Research Paper Doctorate 1,184 words

U.S. foreign policy: overview and key principles

Last reviewed: April 30, 2005 ~6 min read

Blowback

As we begin this discussion of Chalmers Johnson's book, Blowback, it is interesting to note that it was written in 2000, a year before the attacks on the World Trade Center on September 11, 2001 (9-11). This was not the first attack on the Center, and in articles written after 9-11, Johnson has maintained that the 9-11 attacks fit within the patterns he describes in his book.

Blowback' is shorthand for saying that a nation reaps what it sows, even if it does not fully understand what it has sown." It is a term used in espionage to describe unintended consequences. It can also mean retaliation as the result of actions undertaken by nations. According to Johnson, it is a term first used by the CIA "in March 1954 in a recently declassified report on the 1953 operation to overthrow the government of Mohammed Mossadegh in Iran. It is a metaphor for the unintended consequences of the U.S. government's international activities that have been kept secret from the American people." In his book, Blowback, Johnson uses the term to attempt to show that the evil nature of American foreign policy has consistently resulted in unwelcome consequences. "Military crimes, accidents, and atrocities make up only one category on the debit side of the balance sheet that the United States (U.S.) has been accumulating, especially since the Cold War." central point in Johnson's argument is that America is an empire, but not in the sense that we commonly think of as an empire..

In speaking of an "American Empire," however, I am not using the concept in these traditional senses. I am not talking about the United States' former colony in the Philippines, or about such dependent territories as Puerto Rico; nor when I use the term "imperilism" in this book do I mean the extension of one state's legal domination over another; nor do I even want to imply that imperialism must have primarily economic causes. The modern empires I have in mind normally lie concealed beneath some ideological or judicial concept - commonwealth, alliance, free world, the West, the communist bloc - that disguises the actual relationships among its members.

In Johnson's view this empire is maintained at a very high cost to people both at home and abroad. When he speaks of blowback, the danger is not just to Americans, such as in the attacks on the World Trade Center in 1993, which he attributes to our actions in the first Gulf War and support of Israel. The danger is also to other people around the world, such as the difficulties which took place in Chile after the United States assisted the military coup of Allende in September 1973.

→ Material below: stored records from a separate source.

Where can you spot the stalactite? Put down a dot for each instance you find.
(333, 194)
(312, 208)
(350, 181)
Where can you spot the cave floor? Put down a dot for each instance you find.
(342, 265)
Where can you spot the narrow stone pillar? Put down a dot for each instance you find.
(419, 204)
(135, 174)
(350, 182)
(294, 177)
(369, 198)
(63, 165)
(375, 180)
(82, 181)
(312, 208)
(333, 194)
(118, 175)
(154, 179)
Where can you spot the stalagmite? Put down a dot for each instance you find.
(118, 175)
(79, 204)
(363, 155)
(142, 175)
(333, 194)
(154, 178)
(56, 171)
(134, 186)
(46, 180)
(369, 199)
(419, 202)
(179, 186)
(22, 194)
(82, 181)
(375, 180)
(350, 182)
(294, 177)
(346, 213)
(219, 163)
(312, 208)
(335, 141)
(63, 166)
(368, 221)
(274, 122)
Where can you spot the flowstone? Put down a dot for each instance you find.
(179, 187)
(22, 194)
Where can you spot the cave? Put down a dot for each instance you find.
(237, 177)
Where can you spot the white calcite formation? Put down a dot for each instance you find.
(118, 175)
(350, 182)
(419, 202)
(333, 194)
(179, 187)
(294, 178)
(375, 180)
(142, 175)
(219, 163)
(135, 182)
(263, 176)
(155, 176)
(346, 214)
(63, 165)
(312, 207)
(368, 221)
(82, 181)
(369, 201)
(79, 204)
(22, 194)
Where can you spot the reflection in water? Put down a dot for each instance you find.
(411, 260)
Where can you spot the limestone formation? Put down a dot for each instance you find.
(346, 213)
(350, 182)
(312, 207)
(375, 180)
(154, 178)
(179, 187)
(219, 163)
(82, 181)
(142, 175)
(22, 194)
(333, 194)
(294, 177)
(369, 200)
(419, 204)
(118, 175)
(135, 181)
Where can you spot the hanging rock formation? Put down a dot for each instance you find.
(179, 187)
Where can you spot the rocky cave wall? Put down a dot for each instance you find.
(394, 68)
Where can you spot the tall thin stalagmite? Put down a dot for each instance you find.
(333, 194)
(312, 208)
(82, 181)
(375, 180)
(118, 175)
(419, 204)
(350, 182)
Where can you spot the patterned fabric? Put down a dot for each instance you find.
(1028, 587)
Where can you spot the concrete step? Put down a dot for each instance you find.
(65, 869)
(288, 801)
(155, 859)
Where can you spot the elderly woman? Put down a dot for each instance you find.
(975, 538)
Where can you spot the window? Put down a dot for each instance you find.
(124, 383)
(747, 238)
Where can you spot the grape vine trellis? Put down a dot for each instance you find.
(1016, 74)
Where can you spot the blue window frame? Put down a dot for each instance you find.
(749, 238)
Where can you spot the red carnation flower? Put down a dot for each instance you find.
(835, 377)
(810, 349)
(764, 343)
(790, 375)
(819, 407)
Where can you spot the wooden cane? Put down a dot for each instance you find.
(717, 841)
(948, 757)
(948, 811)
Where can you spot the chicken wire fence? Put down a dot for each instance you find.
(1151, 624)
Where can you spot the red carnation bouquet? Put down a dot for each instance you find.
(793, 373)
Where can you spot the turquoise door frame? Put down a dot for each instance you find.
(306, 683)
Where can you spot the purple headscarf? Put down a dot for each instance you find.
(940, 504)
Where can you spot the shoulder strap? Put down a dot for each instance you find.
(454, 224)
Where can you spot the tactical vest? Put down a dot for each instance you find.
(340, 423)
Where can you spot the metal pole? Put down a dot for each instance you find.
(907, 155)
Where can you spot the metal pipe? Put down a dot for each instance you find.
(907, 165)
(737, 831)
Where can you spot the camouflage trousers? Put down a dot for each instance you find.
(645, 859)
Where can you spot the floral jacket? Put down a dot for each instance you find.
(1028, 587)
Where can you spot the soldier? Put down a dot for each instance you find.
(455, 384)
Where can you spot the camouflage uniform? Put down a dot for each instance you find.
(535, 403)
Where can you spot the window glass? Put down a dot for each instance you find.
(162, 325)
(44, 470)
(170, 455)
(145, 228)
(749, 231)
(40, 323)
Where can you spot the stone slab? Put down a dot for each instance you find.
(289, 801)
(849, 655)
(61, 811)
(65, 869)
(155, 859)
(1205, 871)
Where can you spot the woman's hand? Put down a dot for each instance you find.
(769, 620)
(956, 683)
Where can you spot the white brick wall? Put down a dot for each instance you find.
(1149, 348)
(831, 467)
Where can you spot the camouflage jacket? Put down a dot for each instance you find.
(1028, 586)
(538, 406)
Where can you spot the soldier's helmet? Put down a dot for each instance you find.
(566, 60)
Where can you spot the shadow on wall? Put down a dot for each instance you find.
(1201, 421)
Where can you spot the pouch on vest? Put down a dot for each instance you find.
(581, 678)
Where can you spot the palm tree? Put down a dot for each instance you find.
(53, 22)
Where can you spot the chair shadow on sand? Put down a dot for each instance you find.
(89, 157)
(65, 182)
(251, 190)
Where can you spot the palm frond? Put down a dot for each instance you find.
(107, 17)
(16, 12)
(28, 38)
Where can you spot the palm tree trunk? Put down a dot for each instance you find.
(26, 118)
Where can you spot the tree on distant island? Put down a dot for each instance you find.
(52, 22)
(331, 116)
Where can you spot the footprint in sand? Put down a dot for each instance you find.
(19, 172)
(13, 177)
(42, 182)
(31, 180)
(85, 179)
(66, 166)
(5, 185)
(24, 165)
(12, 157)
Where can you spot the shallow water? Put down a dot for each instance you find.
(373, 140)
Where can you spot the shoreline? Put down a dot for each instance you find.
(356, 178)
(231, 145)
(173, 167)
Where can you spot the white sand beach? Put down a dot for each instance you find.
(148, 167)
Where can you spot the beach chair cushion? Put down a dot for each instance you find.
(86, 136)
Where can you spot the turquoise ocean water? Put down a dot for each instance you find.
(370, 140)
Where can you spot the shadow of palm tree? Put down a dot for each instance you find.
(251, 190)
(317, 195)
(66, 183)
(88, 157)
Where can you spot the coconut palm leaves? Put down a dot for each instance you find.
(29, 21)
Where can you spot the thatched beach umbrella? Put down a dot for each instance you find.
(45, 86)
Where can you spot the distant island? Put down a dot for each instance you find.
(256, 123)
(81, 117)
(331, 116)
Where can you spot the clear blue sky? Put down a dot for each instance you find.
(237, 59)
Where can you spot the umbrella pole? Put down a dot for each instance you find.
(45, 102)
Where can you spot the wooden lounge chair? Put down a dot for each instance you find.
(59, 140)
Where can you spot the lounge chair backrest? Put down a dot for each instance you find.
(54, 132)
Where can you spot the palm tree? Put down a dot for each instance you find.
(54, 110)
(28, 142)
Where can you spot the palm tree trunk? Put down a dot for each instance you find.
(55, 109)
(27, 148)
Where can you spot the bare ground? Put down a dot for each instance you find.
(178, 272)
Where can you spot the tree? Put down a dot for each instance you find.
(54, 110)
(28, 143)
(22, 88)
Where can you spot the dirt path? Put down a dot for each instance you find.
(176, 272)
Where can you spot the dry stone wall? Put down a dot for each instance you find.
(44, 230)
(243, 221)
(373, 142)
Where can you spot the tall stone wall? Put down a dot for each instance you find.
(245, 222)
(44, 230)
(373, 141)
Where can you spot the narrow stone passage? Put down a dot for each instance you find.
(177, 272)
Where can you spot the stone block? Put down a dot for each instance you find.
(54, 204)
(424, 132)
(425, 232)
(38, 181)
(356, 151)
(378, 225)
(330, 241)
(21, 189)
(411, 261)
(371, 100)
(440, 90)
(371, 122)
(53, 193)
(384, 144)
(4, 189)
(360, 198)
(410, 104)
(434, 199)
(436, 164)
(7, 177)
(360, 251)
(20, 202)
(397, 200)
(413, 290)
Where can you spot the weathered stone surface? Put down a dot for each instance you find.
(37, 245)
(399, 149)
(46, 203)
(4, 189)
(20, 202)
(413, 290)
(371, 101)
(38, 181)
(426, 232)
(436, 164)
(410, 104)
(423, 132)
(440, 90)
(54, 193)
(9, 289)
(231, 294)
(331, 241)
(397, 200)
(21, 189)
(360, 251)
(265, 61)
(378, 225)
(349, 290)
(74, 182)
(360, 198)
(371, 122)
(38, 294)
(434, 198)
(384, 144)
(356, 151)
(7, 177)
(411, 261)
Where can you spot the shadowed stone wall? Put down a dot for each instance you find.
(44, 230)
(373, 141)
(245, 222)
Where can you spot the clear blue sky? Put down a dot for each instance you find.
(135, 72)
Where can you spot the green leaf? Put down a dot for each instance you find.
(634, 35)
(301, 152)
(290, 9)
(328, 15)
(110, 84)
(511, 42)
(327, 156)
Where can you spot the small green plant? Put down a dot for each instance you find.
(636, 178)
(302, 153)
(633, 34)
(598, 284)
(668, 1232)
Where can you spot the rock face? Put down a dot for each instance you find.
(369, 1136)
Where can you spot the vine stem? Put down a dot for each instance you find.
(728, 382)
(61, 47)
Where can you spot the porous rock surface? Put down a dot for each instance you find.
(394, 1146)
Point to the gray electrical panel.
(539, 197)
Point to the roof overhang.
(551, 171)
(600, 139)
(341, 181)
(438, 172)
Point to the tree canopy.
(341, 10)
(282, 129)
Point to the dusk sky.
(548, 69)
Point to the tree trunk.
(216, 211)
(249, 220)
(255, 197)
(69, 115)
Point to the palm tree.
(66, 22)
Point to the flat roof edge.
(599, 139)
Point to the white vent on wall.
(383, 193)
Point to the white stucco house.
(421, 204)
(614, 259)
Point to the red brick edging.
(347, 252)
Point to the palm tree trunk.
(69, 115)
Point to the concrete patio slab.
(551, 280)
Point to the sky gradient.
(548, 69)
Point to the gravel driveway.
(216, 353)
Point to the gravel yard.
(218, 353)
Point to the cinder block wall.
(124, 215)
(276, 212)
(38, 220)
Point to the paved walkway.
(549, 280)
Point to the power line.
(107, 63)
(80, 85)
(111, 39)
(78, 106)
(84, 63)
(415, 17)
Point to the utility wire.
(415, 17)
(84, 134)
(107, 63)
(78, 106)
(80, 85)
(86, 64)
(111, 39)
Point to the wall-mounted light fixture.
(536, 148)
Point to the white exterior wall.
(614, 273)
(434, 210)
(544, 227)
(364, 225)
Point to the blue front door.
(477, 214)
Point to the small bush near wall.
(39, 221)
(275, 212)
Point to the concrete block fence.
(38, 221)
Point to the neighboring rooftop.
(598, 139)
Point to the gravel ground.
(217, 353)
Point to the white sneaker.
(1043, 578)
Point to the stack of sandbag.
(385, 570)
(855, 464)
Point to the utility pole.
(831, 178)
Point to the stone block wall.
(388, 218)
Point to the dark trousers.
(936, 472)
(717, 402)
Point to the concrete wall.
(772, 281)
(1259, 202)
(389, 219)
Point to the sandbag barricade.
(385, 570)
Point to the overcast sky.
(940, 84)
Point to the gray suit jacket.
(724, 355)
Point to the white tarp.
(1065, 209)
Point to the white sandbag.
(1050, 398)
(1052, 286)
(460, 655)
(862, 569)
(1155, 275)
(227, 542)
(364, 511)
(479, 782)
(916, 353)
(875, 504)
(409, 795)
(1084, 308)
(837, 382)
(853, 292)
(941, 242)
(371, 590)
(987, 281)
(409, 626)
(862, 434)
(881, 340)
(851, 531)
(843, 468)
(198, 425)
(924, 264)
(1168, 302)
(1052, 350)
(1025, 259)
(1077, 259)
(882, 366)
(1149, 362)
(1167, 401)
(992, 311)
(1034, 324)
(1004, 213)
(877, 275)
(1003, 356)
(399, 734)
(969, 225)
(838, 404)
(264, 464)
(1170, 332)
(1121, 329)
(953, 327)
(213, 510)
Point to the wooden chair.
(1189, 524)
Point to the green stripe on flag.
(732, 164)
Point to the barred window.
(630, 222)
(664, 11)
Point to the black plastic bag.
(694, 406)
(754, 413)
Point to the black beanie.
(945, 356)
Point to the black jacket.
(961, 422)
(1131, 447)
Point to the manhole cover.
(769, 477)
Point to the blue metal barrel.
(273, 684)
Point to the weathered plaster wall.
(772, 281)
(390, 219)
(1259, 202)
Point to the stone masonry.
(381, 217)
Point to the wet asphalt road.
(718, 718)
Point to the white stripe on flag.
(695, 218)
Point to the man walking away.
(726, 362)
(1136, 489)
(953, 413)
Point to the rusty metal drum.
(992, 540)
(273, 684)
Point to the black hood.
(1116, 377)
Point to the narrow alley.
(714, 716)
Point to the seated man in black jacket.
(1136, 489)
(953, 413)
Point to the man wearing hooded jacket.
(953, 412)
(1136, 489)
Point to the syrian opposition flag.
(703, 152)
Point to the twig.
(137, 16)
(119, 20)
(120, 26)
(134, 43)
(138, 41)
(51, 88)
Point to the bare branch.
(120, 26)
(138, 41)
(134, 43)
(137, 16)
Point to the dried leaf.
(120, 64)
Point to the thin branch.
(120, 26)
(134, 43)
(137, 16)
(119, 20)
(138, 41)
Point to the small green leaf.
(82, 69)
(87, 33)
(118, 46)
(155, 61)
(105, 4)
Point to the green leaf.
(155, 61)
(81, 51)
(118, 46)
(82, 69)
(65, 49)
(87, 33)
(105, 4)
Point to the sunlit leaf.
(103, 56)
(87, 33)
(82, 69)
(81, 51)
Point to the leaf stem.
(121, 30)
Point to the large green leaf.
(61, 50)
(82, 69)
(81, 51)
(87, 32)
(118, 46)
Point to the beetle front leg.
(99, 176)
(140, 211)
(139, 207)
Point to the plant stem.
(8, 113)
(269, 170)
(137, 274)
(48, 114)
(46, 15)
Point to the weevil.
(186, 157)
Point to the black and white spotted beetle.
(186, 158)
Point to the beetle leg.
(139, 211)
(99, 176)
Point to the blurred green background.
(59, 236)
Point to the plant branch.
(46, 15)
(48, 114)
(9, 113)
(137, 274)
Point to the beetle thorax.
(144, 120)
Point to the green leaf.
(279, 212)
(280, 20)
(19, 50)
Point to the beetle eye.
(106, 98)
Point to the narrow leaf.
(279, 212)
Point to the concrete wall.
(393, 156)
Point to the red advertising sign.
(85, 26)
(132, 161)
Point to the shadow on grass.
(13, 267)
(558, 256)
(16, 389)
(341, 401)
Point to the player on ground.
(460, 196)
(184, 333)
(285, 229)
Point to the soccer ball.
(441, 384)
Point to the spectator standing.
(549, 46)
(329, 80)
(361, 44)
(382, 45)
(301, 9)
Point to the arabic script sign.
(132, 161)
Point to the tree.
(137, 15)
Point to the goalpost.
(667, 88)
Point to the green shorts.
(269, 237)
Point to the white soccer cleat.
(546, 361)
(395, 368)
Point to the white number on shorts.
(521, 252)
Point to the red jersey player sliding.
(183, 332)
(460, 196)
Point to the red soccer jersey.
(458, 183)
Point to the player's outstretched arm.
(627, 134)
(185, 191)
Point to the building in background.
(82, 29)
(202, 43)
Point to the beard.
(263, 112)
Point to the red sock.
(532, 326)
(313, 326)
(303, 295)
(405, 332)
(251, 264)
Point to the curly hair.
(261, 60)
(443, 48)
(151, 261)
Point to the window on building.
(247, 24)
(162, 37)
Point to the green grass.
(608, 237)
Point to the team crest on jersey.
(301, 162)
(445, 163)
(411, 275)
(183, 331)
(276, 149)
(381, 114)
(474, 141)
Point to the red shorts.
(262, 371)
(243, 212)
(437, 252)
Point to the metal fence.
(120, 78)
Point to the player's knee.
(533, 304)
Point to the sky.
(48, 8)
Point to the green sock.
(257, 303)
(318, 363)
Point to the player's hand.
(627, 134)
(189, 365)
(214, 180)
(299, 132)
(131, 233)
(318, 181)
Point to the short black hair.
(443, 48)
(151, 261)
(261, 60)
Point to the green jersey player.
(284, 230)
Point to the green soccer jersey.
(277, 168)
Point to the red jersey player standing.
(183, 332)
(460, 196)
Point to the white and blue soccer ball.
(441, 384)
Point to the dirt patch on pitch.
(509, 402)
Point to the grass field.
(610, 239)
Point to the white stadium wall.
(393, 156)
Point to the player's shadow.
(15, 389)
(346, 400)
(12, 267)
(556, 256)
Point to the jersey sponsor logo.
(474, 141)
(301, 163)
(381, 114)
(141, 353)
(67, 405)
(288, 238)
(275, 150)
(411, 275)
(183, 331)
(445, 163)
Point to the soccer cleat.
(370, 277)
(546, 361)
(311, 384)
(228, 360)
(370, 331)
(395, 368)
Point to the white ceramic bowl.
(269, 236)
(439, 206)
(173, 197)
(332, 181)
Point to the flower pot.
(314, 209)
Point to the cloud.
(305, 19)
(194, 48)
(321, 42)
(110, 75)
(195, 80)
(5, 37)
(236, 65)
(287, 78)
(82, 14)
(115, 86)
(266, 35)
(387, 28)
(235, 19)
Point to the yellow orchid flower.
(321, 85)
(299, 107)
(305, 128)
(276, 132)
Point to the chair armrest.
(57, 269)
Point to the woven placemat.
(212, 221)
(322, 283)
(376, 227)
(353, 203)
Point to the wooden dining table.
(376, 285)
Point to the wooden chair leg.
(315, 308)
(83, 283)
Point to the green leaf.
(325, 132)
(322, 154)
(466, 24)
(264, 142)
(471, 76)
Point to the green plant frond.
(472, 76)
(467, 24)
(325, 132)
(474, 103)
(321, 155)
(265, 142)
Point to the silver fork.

If this incident in Chile seems vague, it is because of another part of Johnson's message, which is that most of the situations in which the U.S. has interfered in a similar clandestine manner have been kept secret from the American people. "No ordinary citizen of the United States knew anything about these machinations. The coup d'etat took place on September 11, 1973, resulting in the suicide of Allende and the seizure of power by General Augusto Pinochet." third argument that Johnson makes in his book and subsequent articles is that the military and CIA actually control the government.

Two of the most influential federal institutions are not in Washington but on the south side of the Potomac River - the Defense Department and the Central Intelligence Agency. Given their influence today, one must conclude that the government outlined in the Constitution of 1787 no longer bears much relationship to the government that actually rules from Washington. Until that is corrected, we should probably stop talking about "democracy" and "human rights."

His premise is that the power and autonomy of the defense establishment has increased in collusion with defense contractors. He points to the elimination of the draft as a contributing factor, calling the armed forces "mercenaries" and proposes that service in the military is the obligation of all citizens.

He points to a number of recent incidents by the military as a sign that it has, lost its relationship to the country because service in it is no longer an obligation of citizenship. Our military operates the biggest arms sales operation on earth; it rapes girls, women and schoolchildren in Okinawa; it cuts ski-lift cables in Italy, killing twenty vacationers, and dismisses what its insubordinate pilots have done as a "training accident"; it allows its nuclear attack submarines to be used for joy rides for wealthy civilian supporters and then covers up the negligence that caused the sinking of a Japanese high school training ship; it propagandizes the nation with Hollywood films glorifying military service (Pearl Harbor); and it manipulates the political process to get more carrier task forces, antimissile missiles, nuclear weapons, stealth bombers and other expensive gadgets for which we have no conceivable use.

He maintains that, as the size and prominence of the forces rise over time, the nation is more likely to use force in situations when other means of foreign policy would be more appropriate.

Johnson makes some interesting points, and certainly there is ample evidence that blowback does exist to some extent. However, his solution to remove U.S. influence from obligations around the world, seem somewhat simplistic. Under his logic, he would have this country withdraw support from long-time ally Israel. The problem in the Middle East may not be that the U.S. has projected too much influence in that region, but rather that we have failed to be engaged enough with the parties. Certainly support for the only democratic state in that region should be considered appropriate.